Another specific goal is to truly define what friendship means to me.  Living in the digital era has put me in a boundless limbo of “friends” and “connection.”  What does it mean to be truly friends with someone?  Is shared history enough to carry forward relationships into the future?  What is the line between building trying to build relationship across difference and ripping open old wounds that probably will never heal?  How much of myself do I truly share with others and the world?  Who do I want to let into my world?  More people?  Or less people to more deeply become connected?

And what about my relationship to my aging parents?  My busy siblings?  My emotionally precocious toddler?

If you are not working on relationships, what are you doing?

The question, for me, then becomes: How do I strengthen my branches?

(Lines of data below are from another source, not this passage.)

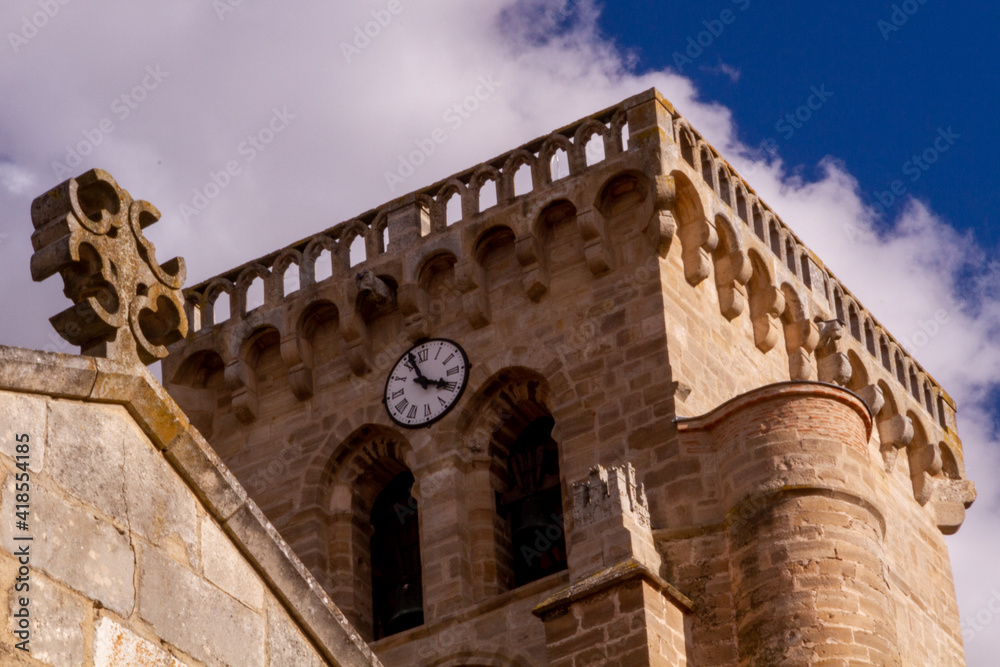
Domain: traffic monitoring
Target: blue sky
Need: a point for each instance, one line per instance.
(879, 98)
(894, 84)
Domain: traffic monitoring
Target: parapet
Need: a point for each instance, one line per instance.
(638, 161)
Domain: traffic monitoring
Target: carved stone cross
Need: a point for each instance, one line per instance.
(126, 306)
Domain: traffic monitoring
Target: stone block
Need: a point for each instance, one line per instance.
(161, 508)
(226, 567)
(20, 414)
(74, 547)
(286, 646)
(86, 453)
(117, 646)
(57, 623)
(199, 619)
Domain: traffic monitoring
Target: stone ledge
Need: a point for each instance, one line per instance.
(188, 453)
(774, 391)
(605, 579)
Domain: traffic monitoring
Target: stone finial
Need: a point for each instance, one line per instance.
(608, 493)
(126, 306)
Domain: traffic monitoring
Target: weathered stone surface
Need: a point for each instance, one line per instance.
(86, 553)
(226, 567)
(23, 414)
(206, 474)
(286, 647)
(46, 372)
(57, 622)
(86, 444)
(117, 646)
(161, 508)
(199, 619)
(126, 305)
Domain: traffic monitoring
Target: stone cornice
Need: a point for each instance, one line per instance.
(100, 380)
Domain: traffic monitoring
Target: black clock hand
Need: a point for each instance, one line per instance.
(420, 379)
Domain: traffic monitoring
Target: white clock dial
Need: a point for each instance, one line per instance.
(426, 382)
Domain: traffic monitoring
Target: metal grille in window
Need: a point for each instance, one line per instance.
(532, 504)
(397, 597)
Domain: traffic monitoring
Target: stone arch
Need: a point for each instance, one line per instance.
(247, 278)
(707, 166)
(584, 135)
(725, 186)
(262, 341)
(316, 326)
(556, 234)
(687, 143)
(552, 144)
(928, 398)
(698, 236)
(484, 174)
(838, 304)
(791, 255)
(767, 303)
(859, 375)
(741, 204)
(870, 337)
(924, 459)
(950, 464)
(314, 248)
(469, 655)
(854, 321)
(349, 232)
(453, 187)
(201, 373)
(216, 288)
(282, 264)
(732, 268)
(360, 467)
(621, 192)
(513, 404)
(378, 235)
(885, 352)
(801, 335)
(514, 161)
(617, 140)
(894, 428)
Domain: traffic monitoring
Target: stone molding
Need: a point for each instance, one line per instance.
(91, 379)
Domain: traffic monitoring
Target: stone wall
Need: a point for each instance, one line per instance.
(646, 287)
(130, 562)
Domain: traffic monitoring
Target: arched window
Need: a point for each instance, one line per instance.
(397, 596)
(531, 504)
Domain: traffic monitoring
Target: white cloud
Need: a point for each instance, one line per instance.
(354, 117)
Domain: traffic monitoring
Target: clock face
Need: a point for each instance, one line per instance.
(426, 382)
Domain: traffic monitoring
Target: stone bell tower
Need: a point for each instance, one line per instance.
(677, 439)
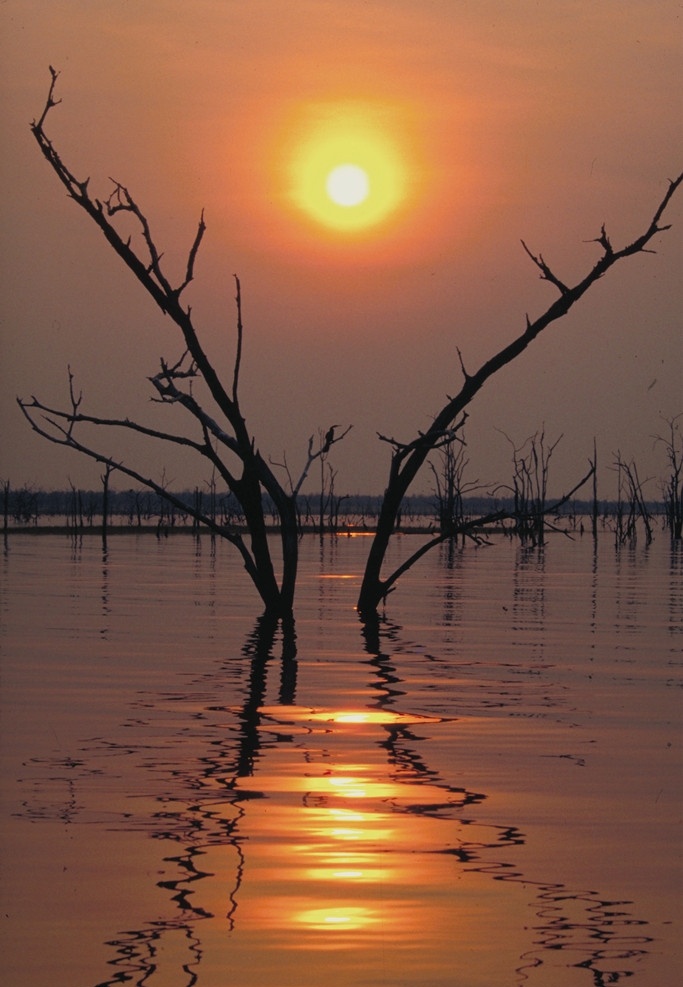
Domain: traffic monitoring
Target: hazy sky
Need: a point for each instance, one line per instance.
(489, 121)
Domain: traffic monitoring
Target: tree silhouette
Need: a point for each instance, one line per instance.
(223, 438)
(221, 433)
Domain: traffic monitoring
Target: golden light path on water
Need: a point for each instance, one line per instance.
(351, 846)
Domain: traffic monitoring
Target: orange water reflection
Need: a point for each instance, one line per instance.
(332, 841)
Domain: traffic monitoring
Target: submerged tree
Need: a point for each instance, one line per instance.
(408, 458)
(224, 439)
(673, 487)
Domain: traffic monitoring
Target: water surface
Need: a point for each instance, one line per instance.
(483, 789)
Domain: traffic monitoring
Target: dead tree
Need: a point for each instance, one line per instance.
(450, 486)
(529, 487)
(221, 437)
(408, 457)
(673, 486)
(631, 504)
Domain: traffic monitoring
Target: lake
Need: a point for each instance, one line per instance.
(482, 790)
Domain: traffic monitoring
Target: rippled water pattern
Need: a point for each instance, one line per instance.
(482, 790)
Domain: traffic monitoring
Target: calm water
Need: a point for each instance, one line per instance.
(483, 790)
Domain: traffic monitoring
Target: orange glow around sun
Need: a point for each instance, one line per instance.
(347, 167)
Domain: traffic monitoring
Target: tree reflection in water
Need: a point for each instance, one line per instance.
(339, 861)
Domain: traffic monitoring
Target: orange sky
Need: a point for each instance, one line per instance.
(509, 119)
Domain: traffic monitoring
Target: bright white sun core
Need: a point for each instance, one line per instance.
(348, 185)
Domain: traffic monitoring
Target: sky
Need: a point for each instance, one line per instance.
(479, 123)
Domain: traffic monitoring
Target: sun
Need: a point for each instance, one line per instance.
(348, 185)
(347, 169)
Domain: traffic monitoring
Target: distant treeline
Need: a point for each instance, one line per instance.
(28, 506)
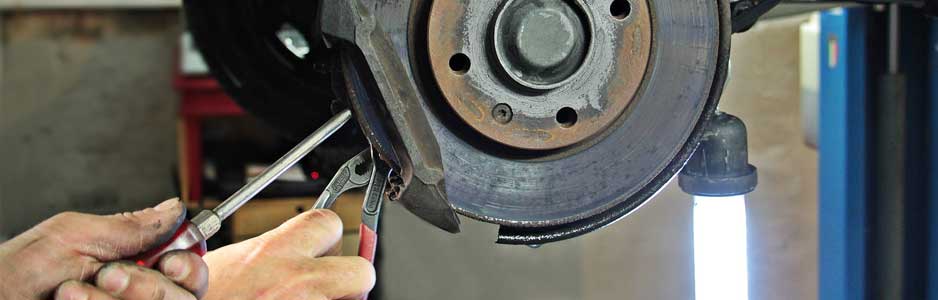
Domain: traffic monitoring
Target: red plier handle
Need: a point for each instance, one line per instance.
(186, 237)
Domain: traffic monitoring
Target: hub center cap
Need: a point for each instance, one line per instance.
(540, 43)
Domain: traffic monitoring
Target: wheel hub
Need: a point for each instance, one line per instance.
(539, 75)
(540, 43)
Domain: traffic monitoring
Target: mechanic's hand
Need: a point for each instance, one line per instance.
(76, 256)
(293, 261)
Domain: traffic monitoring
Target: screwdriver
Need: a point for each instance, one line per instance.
(192, 234)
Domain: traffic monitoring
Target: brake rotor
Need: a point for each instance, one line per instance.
(554, 117)
(642, 106)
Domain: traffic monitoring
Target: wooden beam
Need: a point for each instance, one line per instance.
(87, 4)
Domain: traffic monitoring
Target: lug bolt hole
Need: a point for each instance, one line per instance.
(566, 117)
(502, 113)
(460, 63)
(620, 9)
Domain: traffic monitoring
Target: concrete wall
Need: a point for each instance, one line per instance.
(87, 115)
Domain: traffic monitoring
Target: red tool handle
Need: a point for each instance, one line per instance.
(367, 245)
(187, 237)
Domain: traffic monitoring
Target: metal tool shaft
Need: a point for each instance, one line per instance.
(253, 187)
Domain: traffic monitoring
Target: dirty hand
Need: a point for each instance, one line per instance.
(294, 261)
(77, 256)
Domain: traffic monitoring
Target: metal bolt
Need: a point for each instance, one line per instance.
(502, 113)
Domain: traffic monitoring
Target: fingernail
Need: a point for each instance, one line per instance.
(167, 205)
(114, 280)
(175, 268)
(78, 295)
(72, 291)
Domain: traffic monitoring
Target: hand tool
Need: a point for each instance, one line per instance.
(363, 169)
(192, 234)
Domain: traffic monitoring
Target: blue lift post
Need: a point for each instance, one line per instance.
(850, 70)
(843, 155)
(933, 162)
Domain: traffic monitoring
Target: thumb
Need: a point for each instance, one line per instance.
(113, 237)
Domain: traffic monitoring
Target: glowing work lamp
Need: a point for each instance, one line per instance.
(719, 176)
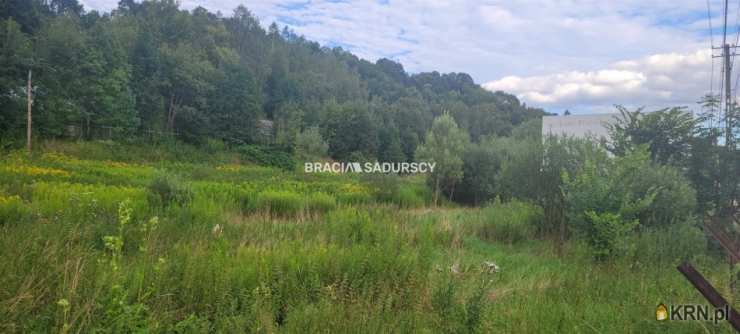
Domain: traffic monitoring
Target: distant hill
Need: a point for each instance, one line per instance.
(151, 66)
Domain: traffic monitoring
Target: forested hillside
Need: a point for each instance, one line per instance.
(152, 66)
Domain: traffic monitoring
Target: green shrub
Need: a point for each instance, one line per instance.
(407, 197)
(12, 210)
(268, 156)
(320, 202)
(165, 189)
(281, 203)
(310, 143)
(510, 222)
(610, 234)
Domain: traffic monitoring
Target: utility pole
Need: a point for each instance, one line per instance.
(728, 82)
(728, 95)
(28, 123)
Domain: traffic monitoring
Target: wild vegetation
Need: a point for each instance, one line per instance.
(104, 237)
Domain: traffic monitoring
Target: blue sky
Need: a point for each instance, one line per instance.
(558, 54)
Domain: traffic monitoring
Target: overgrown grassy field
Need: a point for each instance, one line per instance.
(100, 237)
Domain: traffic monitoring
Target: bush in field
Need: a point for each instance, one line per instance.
(407, 197)
(609, 199)
(609, 235)
(12, 210)
(510, 222)
(353, 194)
(269, 156)
(282, 203)
(320, 202)
(165, 189)
(310, 143)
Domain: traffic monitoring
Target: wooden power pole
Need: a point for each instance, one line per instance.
(30, 103)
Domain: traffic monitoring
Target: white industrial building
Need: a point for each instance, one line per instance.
(579, 126)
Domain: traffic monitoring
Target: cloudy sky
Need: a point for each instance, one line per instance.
(584, 56)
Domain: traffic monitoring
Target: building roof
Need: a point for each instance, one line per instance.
(579, 126)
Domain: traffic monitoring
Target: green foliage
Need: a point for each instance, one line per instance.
(668, 132)
(443, 145)
(268, 156)
(510, 222)
(280, 203)
(320, 202)
(310, 143)
(609, 234)
(13, 210)
(166, 189)
(95, 259)
(607, 200)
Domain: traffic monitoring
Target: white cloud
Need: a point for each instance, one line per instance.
(598, 48)
(655, 81)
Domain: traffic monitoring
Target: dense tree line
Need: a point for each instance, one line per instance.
(661, 170)
(151, 66)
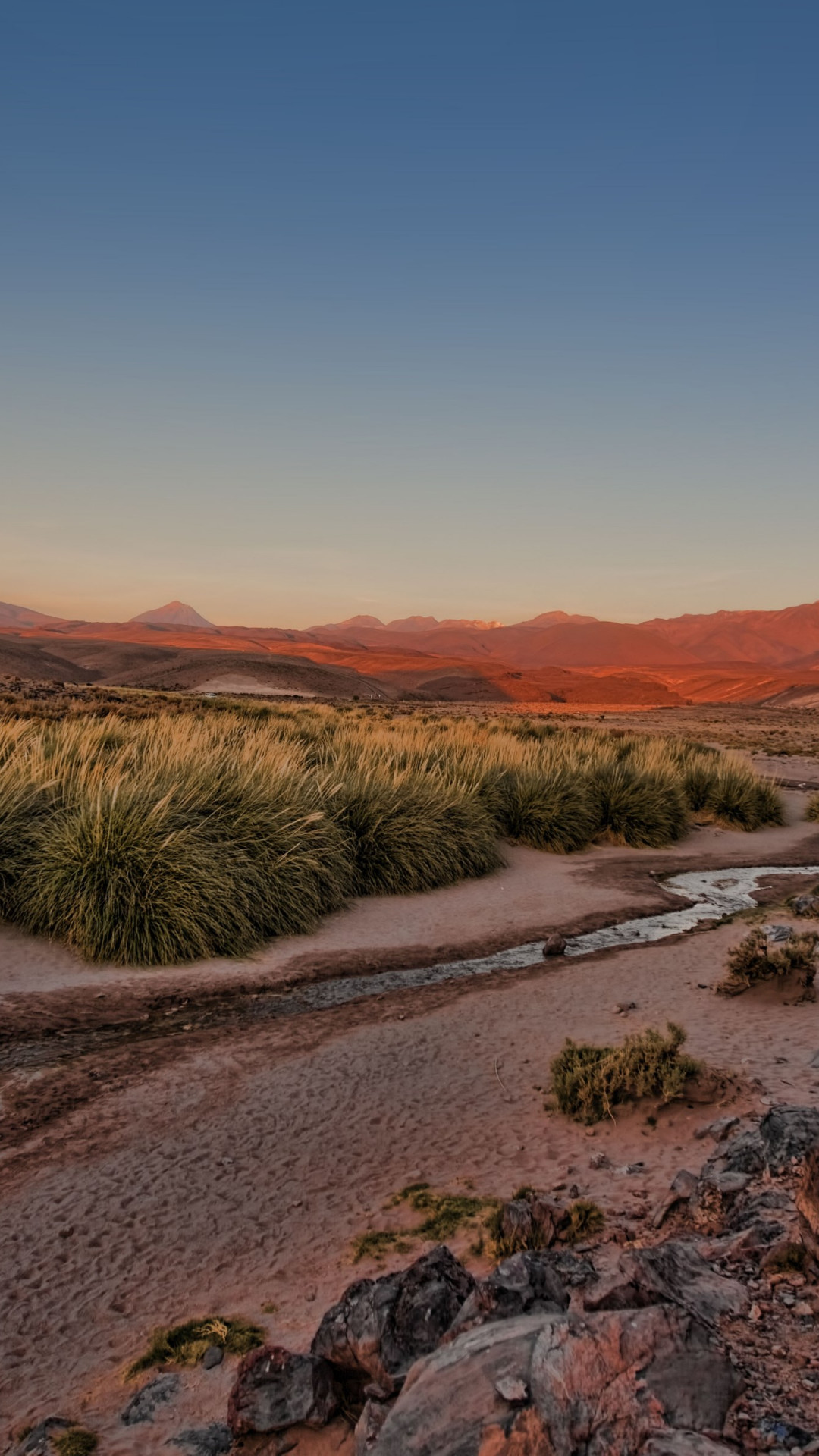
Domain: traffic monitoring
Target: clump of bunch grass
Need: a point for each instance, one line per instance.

This detail may sound small, but I believe it critical to 2013: listening.  Taking the time to listen, truly listening is a skill that I need to polish.  Like so many, I love fast paced productivity.  Action, movement.  But multitasking doesn’t work with listening, not the kind of listening I want to do anyway.  To listen, means to go out of my way to NOT be preoccupied with my own life and agenda.  It means focus.  Eye contact.  An extra moment.  Waiting. Not prompting. Not interjecting. Not interrupting.  It means letting others ask their questions first.  It means observation and patience.  Working on relationships means taking the initiative to communicate.  Returning a phone call.  Texting a thought.  Realizing a text is only a thought.  It means face time. Not Facebook.

Relationship building is not just about doing, but being.  Then the question morphs again into: How do I root myself even deeper to the earth?  A tree cannot flourish with full glorious branches without a sturdy trunk and thick, chunky roots.  Knowing my own limits and challenges is key to strengthening my branches. Relationships is intentionally slowing down to evaluate who and what I am today and how that is different from yesterday.  Relationships is also about applying the reflective process to others, realizing that they have also transitioned and changed somehow from how I last knew them and to provide space for all that change.  Relationships means trusting that relationships are not purchased items with clear instructions on maximizing its usage and expiration dates.  Everyone and everything has a different formula.  But one thing is consistent:  the key for building relationships in a healthy, sustaining manner is radical self-awareness.  Without that steadiness, the rest is windfall.

If you are not working on relationships, what are you doing?

I am working on my relationships this year.  I don’t know of a more demanding or necessary task that I could assign myself.